CNAS Report is a Sign of the Times

For another data point on the marked shift in American discourse on Israel/Palestine that has been occurring in recent years, check out the new report on “Setting the Conditions for a Palestinian State” that was released today by the Center for a New American Security (CNAS). The report lays out the framework for the deployment of an international peacekeeping force to enforce a potential two-state solution in Israel/Palestine.

As is so often the case, what’s important here is not what is being said, but rather who is saying it. CNAS was founded in 2007 by Michele Flournoy (now the Obama administration’s undersecretary of defense for policy and rumored to be a potential successor to Robert Gates) and Kurt Campbell (now a top Asia hand at the State Department), who were only two of the nearly dozen CNAS vets to join the Obama administration. A major part of the reason for CNAS’s pipeline into the administration is the organization’s success in portraying itself as the home of “serious” liberals that even a hawk could respect. Without detracting from the organization’s fellows, many of whom are genuinely excellent, it is fair to say that CNAS has strived to cultivate an reputation for technocratic problem-solving rather than ideological liberalism. The organization did not make its name with outspoken denunciations of the wars in Iraq and Afghanistan; it made its name with pragmatic recommendations for how to wage the wars more effectively. (The fact that the organization formed and its leadership came to public prominence well after the wars were already underway means that we will never know whether many of its leaders would have favored the wars in the first place.) In particular, CNAS has carved out a niche as the think-tank of choice for proponents of counterinsurgency (COIN) doctrine, currently enjoying something of a renaissance in popularity; CNAS’s current president, Lt. Col. (ret.) John Nagl, helped write the military’s counterinsurgency field manual under General David Petraeus.

CNAS’s apparent aversion to political risk-taking makes it all the more surprising to see the organization wade into the fray on Israel/Palestine — and particularly to raise the once-taboo issue of an international peacekeeping force to enforce a two-state agreement.
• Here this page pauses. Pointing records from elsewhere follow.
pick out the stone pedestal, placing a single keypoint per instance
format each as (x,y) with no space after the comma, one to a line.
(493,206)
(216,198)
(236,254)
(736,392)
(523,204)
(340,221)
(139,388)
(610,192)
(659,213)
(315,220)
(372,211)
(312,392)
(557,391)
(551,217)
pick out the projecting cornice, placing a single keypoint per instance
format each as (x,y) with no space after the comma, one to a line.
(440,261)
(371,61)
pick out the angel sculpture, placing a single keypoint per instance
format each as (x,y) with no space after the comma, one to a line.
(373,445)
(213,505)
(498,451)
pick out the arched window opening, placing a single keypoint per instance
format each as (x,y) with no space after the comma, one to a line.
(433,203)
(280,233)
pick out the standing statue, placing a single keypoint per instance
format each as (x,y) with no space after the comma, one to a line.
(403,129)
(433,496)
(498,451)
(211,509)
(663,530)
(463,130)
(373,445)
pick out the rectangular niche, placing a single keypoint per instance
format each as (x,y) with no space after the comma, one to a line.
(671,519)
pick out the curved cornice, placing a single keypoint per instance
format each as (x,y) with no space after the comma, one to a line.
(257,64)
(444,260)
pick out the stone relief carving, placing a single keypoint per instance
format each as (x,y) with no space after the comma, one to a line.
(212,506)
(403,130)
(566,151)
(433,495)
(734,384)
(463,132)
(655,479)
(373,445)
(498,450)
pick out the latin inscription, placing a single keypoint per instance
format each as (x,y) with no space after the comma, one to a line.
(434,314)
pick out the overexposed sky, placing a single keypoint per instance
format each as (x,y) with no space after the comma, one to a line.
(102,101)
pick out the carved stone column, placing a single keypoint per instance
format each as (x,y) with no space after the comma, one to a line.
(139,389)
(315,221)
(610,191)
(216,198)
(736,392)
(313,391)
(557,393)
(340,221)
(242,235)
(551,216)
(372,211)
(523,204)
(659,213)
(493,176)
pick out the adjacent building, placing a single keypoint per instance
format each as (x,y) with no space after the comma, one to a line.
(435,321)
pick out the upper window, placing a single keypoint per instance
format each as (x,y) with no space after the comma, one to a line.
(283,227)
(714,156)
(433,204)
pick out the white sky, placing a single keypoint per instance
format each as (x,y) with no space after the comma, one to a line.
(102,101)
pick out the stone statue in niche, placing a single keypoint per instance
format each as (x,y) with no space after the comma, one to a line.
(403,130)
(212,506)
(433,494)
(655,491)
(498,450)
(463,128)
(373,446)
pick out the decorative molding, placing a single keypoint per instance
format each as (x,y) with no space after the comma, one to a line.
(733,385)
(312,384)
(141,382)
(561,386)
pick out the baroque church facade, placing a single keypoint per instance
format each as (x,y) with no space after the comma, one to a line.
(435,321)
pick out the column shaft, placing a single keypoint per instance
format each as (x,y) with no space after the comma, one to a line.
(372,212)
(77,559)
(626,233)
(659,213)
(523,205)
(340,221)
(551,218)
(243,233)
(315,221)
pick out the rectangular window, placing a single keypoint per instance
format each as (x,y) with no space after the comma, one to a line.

Coming on the heels of the recent controversy surrounding Petraeus’s own views on Israel/Palestine — he came under fire from hawks for suggesting [PDF, p. 12] that the perpetuation of the conflict harms U.S. interests — the release of the CNAS report suggests two things. First, there is a growing belief both in the military and in Washington national-security circles that the status quo on Israel/Palestine is unacceptable and that assertive US action is necessary to change it. Second, there is a diminishing level of fear about the political consequences of making such beliefs public.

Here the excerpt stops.